La maladie touche surtout les jeunes chats entre 6 mois et 2 ans. Les animaux vivant en collectivité - refuges, élevages, chatteries - sont les plus exposés. On estime que 25 à 40% des chats domestiques et jusqu’à 80 à 90% des chats en collectivité sont porteurs du coronavirus félin. Seuls 5 à 10% d’entre eux développent la PIF.
La PIF n’est pas transmissible à l’homme ni au chien. Elle concerne exclusivement les félins.

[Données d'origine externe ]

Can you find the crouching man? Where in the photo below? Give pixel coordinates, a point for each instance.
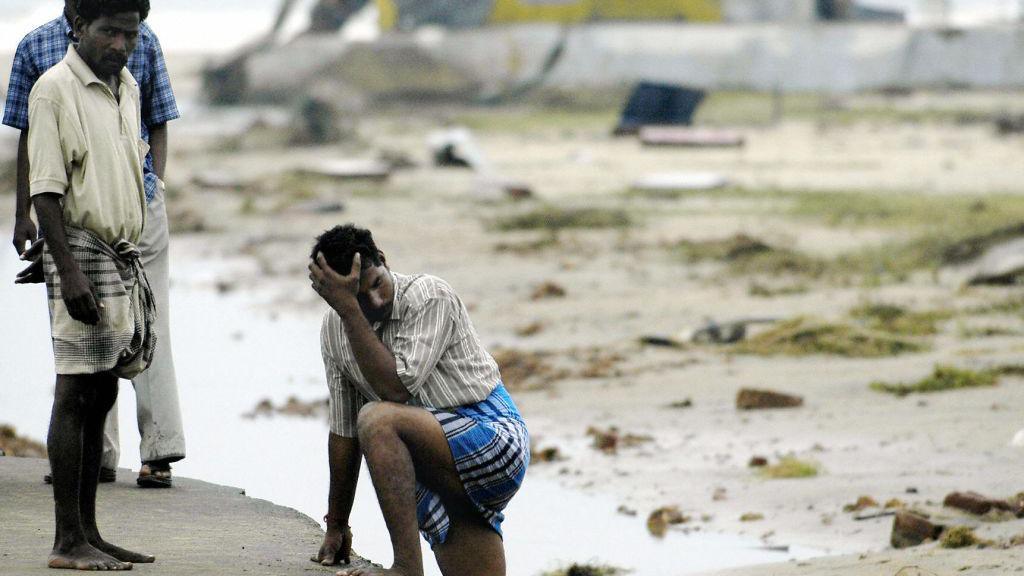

Le coronavirus félin (FCoV) existe sous deux formes biologiques. La première, le coronavirus entérique félin (FECV), est un virus bénin très répandu. Il se transmet par voie fécale-orale, principalement via les litières partagées. La plupart des chats infectés ne présentent aucun symptôme ou développent une diarrhée légère et passagère.
Chez un petit nombre de chats, le virus subit une mutation génétique au sein de l’organisme. Cette mutation transforme le coronavirus bénin en une souche virulente, le virus de la péritonite infectieuse féline (FIPV). Le virus muté acquiert la capacité d’infecter les macrophages et les monocytes - des cellules du système immunitaire. Ces cellules transportent alors le virus dans tout le corps, déclenchant une réaction inflammatoire intense au niveau des vaisseaux sanguins et des organes.
Les facteurs qui favorisent cette mutation restent mal compris. Le stress, la promiscuité, une charge virale élevée et une prédisposition génétique semblent jouer un rôle. La réponse immunitaire du chat est déterminante : un système immunitaire efficace peut contrôler l’infection, tandis qu’une réponse inadaptée favorise le développement de la maladie.
Le coronavirus félin (FCoV) n’a aucun lien avec le SARS-CoV-2 responsable du Covid-19. Ce sont deux virus distincts qui n’affectent pas les mêmes espèces de la même manière.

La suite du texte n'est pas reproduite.